Nothing comes for free. Cache Digests have three potential problems.

Big caches may have big digests. Currently we allocate 4 bits per digest entry and the number of entries is about 1.5 times the maximum number of objects in the cache.
False hits are as bad as with ICP. With Cache Digest they may happen more often.
False misses might force your cache to fetch an object from an origin server while it is available from a peer right next to you.

No cooperative caching scheme is perfect. There always will be configurations where one or another algorithm performs better. We believe that with proper tuning and experience, the advantages of Cache Digest approach will far outweigh its problems.

16.4 So do you have any real measurements?

Our initial research and results have been written up in a paper to be presented at the Third International Web Caching Workshop.

16.5 Are there any similar developments?

There are quite a few, actually. The most relevant work is the Summary Cache approach proposed by Pei Cao. Summary Cache also utilizes Bloom filters but uses different (often opposite) design decisions regarding information flow, summary updates, etc.

16.6 How Can I Try it?

The Cache Digest feature is available in Squid-2. To compile code for Cache Digests, you need to add a configure option:

        ./configure --enable-cache-digests ...

16.7 How do I know its working?

Check your access.log and look at the 9th field. When a request is forwarded to a neighbor due to a Cache Digest, the hierarchy log code will be CACHE_DIGEST_HIT.

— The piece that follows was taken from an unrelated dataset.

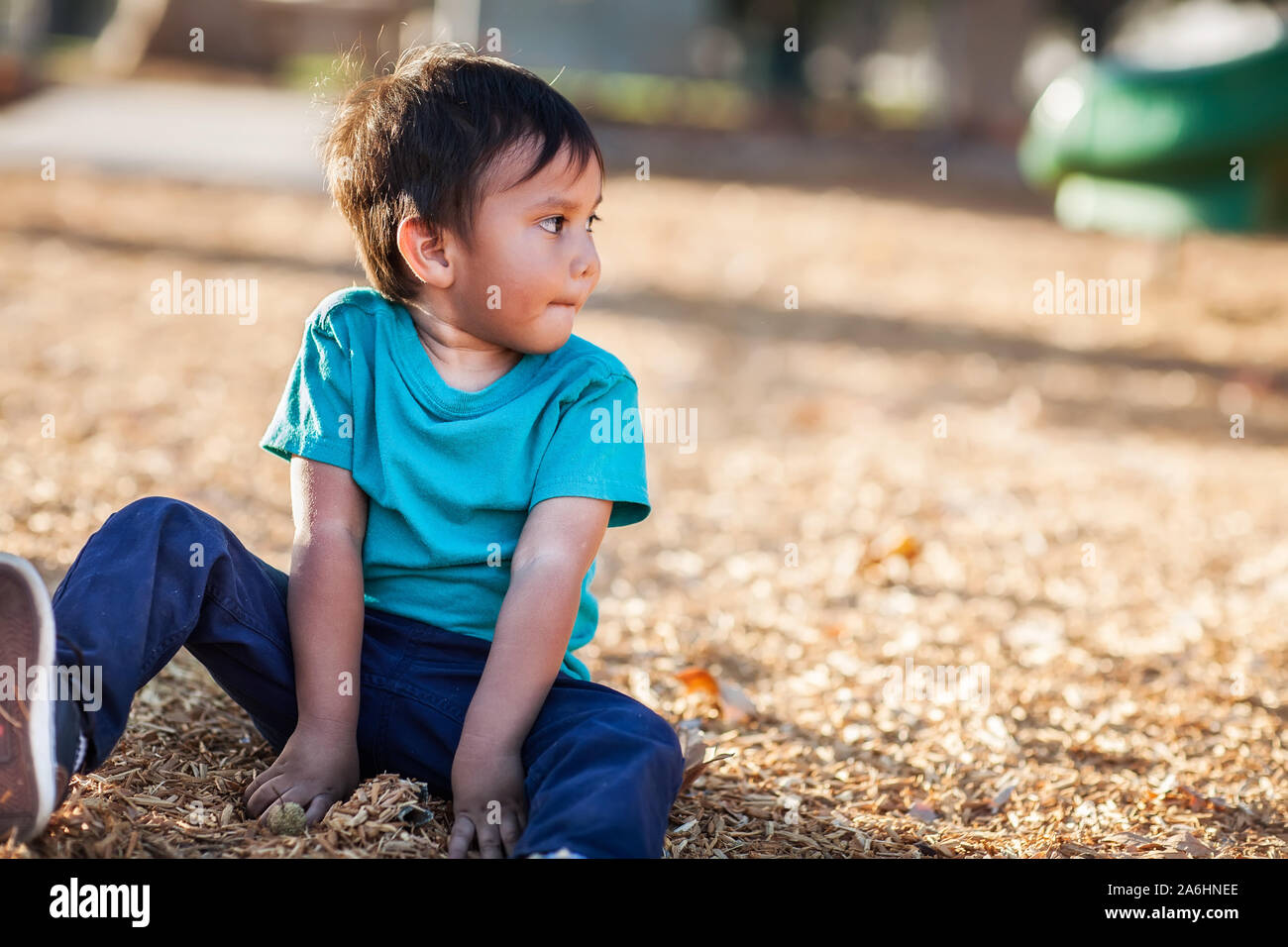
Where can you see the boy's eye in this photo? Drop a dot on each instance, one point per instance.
(561, 219)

16.8 Is the Cache Digest spec documented anywhere?

It is now, thanks to Martin Hamilton and Alex Rousskov.

Cache Digests, as implemented in Squid 2.1.PATCH2, is described in cache-digest-v5.txt. You'll notice the format is similar to an Internet Draft. We decided not to submit this document as a draft because Cache Digests will likely undergo some important changes before we want to try to make it a standard.